Girlfriend, Childhood Friend, and a Broken Hand
Chapter 3
The cold floor pressed painfully against my cheek.
"I think you're the one trying to kill Mr. Williams Senior!" Jason's voice echoed above me, full of smug satisfaction. "Spill it. Did you take money from the Williams family's rivals and infiltrate our hospital to sabotage the surgery?"
Such absurd accusations.
I, Ashton Howard, the youngest chief of cardiovascular surgery in the country at 33 years old, had saved countless lives.
Today, in my own operating room, I was being framed as a murderer by a security captain, who had only gotten the job through connections.
"Let go of me! You're committing a crime!" I struggled, desperately trying to break free from their grip.

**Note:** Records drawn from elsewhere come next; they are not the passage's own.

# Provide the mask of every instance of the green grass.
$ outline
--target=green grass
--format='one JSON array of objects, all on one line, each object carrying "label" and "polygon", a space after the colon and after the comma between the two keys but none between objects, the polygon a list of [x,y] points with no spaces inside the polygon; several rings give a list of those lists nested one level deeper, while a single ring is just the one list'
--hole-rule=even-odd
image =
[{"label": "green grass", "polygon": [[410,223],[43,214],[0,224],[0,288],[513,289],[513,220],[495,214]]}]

But just then, a polished leather shoe came down hard on the back of my right hand.
It was Luke.
He looked down at me with a cruel smile. Then, he slowly put more pressure on my hand.
I heard a sickening crunch.
The force crushed my finger bones.
The searing pain made my vision blur, and I knew that this hand, which I'd held a scalpel with for over a decade, was ruined.
"Ah!" I let out a muffled scream.
Meanwhile, Katie just stood by with her arms crossed, coldly watching everything unfold.
Suddenly, the monitor blared with an urgent, piercing alarm. The heart rate line on the screen trembled wildly before turning into a flat line.
That was a ventricular fibrillation! Devan was having a cardiac arrest!
The anesthesiologist and nurses screamed in panic, "Dr. Howard! The patient's in V-fib! We need to defibrillate immediately!"
I lay there on the cold floor, agony shooting through my right hand.
Through the gap in the crowd, I caught sight of the monitor. The cold, flat line pierced my heart like a blade.
I raised my head, my bloodshot eyes locking onto the three faces before me—Katie's triumphant grin, Luke's cruel smirk, and Jason's arrogant sneer.
"You murderers." My voice was hoarse, yet dripping with an icy rage. "None of you are getting away!"
The pain and fury made my blood burn with heat.
"Defibrillator! 200 joules! Get it ready!" I shouted at the stunned nurses with every ounce of energy in my body.
My hand was ruined, but my mind was still sharp. I was still the lead surgeon in this operating room.
Jason's foot pressed harder into my hand as he warned, "Stay down!"
"Get off me!" I roared, my voice echoing in the room. "If the patient dies, you're all murderers!"
Perhaps the word "murderers" struck a chord. Jason's foot lightened for a moment.
The nurses snapped out of their shock and scrambled to push forward the defibrillator.
"Charging! Stand clear!"
Propping myself up with my left hand, I forced my upper body off the floor and watched as the nurse pressed two electrode pads onto Devan's bare chest.
With a dull thud, Devan's body jolted upward before slamming back down onto the table.
The heart monitor still showed that flat line.
"300 joules!" I barked.
Sweat and tears blurred my vision.
My hand and career could be ruined in this very room. But right now, I couldn't think about that.
All I cared about was keeping the patient alive.
"Boom!"
Another shock.
On the heart monitor, a faint wave-like line finally flickered to life.
Sinus rhythm restored!
A collective sigh of relief swept through the operating room.
But I didn't let myself relax for a second. I immediately issued a string of commands. "Push 1 mg of adrenaline. Start a Lidocaine drip. Get the rib spreader ready. I'm going back on bypass."
My voice trembled from pain, but my instructions were clear and decisive.